Because the value of control voltage on lead 30 generally varies in a known 
manner according to the deviation in frequency of the IF signal, the 
extent of its variation may be measured or calculated such that the 
reference voltages appearing at inputs 52 and 54 of comparators 40 and 42 
may be set to correspond to known frequency deviations. For example, if 
the IF tuning limit for the receiver is .+-.150 kilohertz, the reference 
voltages appearing at inputs 52 and 54 of comparators 40 and 42 may be set 
to the values which the control voltage assumes with these IF frequency 
deviations. Within the .+-.150 kilohertz limits, neither of the 
light-emitting diodes will be activated. Should the IF frequency deviate 
by more than 150 kilohertz from nominal, one of diodes 44 or 46 will be 
activated to present to a viewer a visual indication of the mistuned 
condition. The viewer need only tune the receiver until neither of the 
light-emitting diodes is activated, at which point the viewer will know 
that the receiver is properly tuned (within a predetermined acceptable 
tuning range). 
Although the embodiment described above has been illustrated as presenting 
a visual indication of mistuning by the activation of either of a pair of 
light-emitting diodes, many other visual methods of presenting an 
indication of mistuning are possible. For example, the outputs of the 
comparators may be applied to a logic gate whose output is coupled to a 
single light emissive element for activating that element only when the 
receiver is properly tuned. When the receiver is mistuned, the light 
emissive element will be off. 
Other variations may include a tuning meter which may be calibrated to 
indicate proper tuning when the value of control voltage at lead 30 is at 
nominal and to indicate mistuning when the control voltage falls outside a 
predetermined range. 
The major advantage of the fine tuning indicator described is that the 
synchronous detector can supply the control voltage for a visual tuning 
indicator in addition to demodulating the IF signal. Accordingly, the cost 
of implementing the fine tuning indicator is reduced. 

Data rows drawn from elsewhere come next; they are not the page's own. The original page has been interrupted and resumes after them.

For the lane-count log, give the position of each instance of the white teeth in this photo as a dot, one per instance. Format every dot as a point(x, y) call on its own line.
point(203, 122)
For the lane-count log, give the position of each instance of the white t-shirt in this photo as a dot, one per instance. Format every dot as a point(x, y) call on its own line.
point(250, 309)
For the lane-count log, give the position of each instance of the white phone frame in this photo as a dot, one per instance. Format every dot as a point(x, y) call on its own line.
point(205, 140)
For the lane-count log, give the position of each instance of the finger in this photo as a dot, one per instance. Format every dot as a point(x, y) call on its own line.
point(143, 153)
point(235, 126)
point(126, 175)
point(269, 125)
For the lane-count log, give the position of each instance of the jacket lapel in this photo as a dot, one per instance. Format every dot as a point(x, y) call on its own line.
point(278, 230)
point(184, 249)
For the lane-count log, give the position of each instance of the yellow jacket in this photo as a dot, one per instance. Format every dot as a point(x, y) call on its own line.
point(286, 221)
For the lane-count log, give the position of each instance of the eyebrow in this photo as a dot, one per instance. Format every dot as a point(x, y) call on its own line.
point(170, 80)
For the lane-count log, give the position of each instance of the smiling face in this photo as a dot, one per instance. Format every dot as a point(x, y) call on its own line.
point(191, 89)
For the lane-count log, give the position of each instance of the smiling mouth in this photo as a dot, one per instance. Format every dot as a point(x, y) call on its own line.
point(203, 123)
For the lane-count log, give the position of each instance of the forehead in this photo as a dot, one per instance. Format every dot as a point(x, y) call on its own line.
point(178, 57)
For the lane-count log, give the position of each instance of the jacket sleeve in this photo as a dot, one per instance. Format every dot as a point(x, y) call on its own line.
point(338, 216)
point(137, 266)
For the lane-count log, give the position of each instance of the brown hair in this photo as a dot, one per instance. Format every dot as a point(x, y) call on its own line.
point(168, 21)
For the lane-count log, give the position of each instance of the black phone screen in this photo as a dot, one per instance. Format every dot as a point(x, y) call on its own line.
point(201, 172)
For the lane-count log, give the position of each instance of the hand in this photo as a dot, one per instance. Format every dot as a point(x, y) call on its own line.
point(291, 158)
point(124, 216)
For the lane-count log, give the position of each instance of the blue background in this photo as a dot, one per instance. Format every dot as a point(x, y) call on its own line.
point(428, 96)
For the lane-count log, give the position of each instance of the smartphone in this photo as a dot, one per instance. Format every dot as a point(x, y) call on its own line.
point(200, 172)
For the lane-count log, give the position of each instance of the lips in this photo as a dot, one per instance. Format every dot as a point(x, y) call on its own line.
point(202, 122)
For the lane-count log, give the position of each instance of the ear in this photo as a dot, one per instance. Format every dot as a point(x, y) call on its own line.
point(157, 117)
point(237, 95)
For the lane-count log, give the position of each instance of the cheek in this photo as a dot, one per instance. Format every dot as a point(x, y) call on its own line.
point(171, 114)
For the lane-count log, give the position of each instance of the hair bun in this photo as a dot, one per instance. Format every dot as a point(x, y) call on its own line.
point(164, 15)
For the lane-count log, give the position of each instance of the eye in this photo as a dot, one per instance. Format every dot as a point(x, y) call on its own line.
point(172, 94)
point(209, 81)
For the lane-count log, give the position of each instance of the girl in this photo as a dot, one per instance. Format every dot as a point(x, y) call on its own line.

Although the fine tuning indicator described has been illustrated in terms 
of a preferred embodiment, it will be obvious to those skilled in the art 
that many alterations and modifications may be made without departing from 
the spirit and scope of the invention. For example, many alternate visual 
indicators may be used to present an indication of receiver tuning in 
response to the control voltage developed by the synchronous detector. 
Tuning meters, one or more light-emitting diodes or lamps may be used and 
the reference voltages, if any, may be generated by any of many well-known 
circuits. Accordingly, all such modifications and alterations are deemed 
to be within the scope of the invention as defined by the appended claims.